Future work could explore more advanced quantization techniques, apply the framework to other domains like multimodal recommendation, or develop adaptive methods to dynamically choose the number of exploration paths (K) based on user uncertainty.
-
Personal Insights & Critique:
SPARC represents a significant step forward in the design of retrieval systems. Its core contribution—the end-to-end integration of a learnable, discrete representation space (the codebook) with the recommendation task—is a powerful paradigm. It elegantly solves the "semantic-behavior gap" that plagued previous two-stage approaches.

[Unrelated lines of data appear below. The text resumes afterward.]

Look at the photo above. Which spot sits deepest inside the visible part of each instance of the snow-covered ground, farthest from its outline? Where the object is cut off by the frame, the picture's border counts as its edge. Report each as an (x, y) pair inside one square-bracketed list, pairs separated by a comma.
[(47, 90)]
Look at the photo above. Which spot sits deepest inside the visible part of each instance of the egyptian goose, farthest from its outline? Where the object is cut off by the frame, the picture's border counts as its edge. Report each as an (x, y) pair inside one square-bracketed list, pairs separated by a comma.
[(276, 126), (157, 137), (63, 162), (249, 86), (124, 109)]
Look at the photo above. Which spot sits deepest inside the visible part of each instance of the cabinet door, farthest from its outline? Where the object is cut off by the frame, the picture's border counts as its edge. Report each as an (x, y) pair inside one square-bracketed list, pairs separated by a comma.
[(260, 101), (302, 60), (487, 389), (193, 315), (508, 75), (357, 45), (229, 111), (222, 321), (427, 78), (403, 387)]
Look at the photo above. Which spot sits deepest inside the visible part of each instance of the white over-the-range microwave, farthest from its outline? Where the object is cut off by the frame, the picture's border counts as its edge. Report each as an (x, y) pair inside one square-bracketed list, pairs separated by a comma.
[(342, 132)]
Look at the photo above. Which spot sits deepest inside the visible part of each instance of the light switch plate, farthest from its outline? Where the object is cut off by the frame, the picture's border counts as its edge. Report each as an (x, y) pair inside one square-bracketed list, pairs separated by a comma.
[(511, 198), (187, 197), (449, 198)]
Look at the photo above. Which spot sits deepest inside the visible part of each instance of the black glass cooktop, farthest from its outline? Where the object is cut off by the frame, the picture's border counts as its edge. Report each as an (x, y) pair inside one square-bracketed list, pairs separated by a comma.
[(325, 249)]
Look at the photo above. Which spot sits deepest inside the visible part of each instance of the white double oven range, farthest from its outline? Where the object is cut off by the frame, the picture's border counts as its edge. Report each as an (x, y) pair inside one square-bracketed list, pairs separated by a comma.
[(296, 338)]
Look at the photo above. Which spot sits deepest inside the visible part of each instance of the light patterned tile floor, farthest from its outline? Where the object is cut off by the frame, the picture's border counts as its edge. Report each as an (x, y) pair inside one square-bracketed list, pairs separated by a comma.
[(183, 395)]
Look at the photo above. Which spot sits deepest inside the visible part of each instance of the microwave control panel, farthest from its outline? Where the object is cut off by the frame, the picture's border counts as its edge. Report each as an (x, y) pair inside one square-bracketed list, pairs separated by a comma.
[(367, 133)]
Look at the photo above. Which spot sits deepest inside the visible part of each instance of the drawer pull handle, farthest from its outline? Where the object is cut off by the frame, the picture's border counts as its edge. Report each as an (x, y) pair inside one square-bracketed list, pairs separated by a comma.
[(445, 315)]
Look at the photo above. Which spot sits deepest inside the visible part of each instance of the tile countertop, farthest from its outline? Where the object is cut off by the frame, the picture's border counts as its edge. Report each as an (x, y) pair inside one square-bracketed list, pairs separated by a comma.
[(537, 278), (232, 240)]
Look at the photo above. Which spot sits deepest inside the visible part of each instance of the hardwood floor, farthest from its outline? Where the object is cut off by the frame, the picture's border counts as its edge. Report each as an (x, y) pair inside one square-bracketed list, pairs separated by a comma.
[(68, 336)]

The "soft-search" mechanism is also a highly practical and impactful innovation. It provides a theoretically grounded way to balance the exploration-exploitation dilemma at the retrieval stage, which is directly responsible for the impressive gains in novelty and long-tail discovery. The strong performance on cold-start users further highlights the robustness of this probabilistic approach.
Overall, SPARC is a well-designed and thoroughly validated framework that not only pushes the state-of-the-art in multi-interest retrieval but also offers a practical blueprint for building more intelligent and exploratory industrial recommender systems.